Constitucional obriga ex-gestores da CGD a entregarem declarações de património

Juízes do Constitucional rebatem o argumento de que a CGD já é escrutinada pelo BCE, dizendo que isso é do domínio da supervisão prudencial e não dos comportamentos. Lei de 83 aplica-se, diz TC.

O Tribunal Constitucional decidiu que dos 11 administradores da Caixa Geral de Depósitos notificados em Novembro, cinco não cumpriram a obrigação de apresentar as declarações de rendimento e património e por isso vão voltar a ser notificados pelo Constitucional.

Seis administradores entregaram a declaração no prazo de 30 dias após terem sido notificados, “porém, juntamente com quatro dos cinco notificados que não apresentaram as suas declarações vieram contestar que estivessem abrangidos pelas obrigações constantes da Lei n.º 4/83”, diz o TC.

Um dos que contestou foi António Domingues, embora tenha entregue a declaração ao Constitucional.

“O notificado A veio ainda, a título subsidiário, opor-se à consulta e divulgação da sua declaração, ao abrigo do disposto no artigo 6.º, n.º 2, da Lei n.º 4/83”, diz o TC referindo-se a António Domingues.

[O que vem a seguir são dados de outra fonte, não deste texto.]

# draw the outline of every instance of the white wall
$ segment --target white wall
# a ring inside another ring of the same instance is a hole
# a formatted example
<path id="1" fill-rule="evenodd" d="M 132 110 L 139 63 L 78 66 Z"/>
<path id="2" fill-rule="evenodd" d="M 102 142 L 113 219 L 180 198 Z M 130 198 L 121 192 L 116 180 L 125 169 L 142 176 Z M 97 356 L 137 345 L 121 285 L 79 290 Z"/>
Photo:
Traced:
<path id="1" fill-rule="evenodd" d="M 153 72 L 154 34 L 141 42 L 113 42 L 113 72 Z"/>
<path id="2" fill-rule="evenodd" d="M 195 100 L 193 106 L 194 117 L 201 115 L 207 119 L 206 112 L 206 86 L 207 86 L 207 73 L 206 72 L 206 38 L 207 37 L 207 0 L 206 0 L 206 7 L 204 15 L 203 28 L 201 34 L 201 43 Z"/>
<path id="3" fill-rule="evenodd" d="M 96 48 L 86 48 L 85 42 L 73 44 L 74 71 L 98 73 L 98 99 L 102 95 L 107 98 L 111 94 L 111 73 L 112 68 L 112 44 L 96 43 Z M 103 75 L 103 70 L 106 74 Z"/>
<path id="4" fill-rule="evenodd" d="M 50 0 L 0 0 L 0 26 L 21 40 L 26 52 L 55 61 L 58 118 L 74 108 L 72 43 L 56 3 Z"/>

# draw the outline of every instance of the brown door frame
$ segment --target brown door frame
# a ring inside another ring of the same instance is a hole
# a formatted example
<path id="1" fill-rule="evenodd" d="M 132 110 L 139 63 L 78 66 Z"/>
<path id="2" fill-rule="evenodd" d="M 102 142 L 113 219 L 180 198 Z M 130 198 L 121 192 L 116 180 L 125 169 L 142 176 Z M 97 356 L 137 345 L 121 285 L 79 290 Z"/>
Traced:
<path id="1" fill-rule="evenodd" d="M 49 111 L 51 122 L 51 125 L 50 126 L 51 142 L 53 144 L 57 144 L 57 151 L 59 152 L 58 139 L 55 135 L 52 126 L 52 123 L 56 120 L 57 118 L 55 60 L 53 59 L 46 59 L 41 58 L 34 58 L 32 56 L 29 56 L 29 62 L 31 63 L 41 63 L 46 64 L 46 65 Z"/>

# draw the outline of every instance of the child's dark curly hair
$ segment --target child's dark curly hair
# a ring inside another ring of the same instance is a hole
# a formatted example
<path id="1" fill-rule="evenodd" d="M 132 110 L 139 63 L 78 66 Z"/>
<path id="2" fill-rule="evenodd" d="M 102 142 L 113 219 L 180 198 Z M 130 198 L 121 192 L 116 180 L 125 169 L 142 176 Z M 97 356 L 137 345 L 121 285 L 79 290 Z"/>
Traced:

Na decisão os juízes do Tribunal Constitucional, depois de analisar os argumentos apresentados pelos administradores da CGD que contestaram a obrigação de apresentar a declaração de património, referem que “Nos termos e pelos fundamentos expostos, o Tribunal Constitucional decide que, em relação ao início de funções como membros do Conselho de Administração da Caixa Geral de Depósitos, S.A., em 31 de agosto de 2016, A., B., C., D., E., F., G. H., I., J., e K. se encontram sujeitos, por força da Lei n.º 4/83, de 2 de abril, na redação conferida pela Lei n.º 38/2010, de 2 de setembro, ao dever de apresentação da declaração de património, rendimentos e cargos sociais estabelecido no artigo 1.º do mesmo diploma”.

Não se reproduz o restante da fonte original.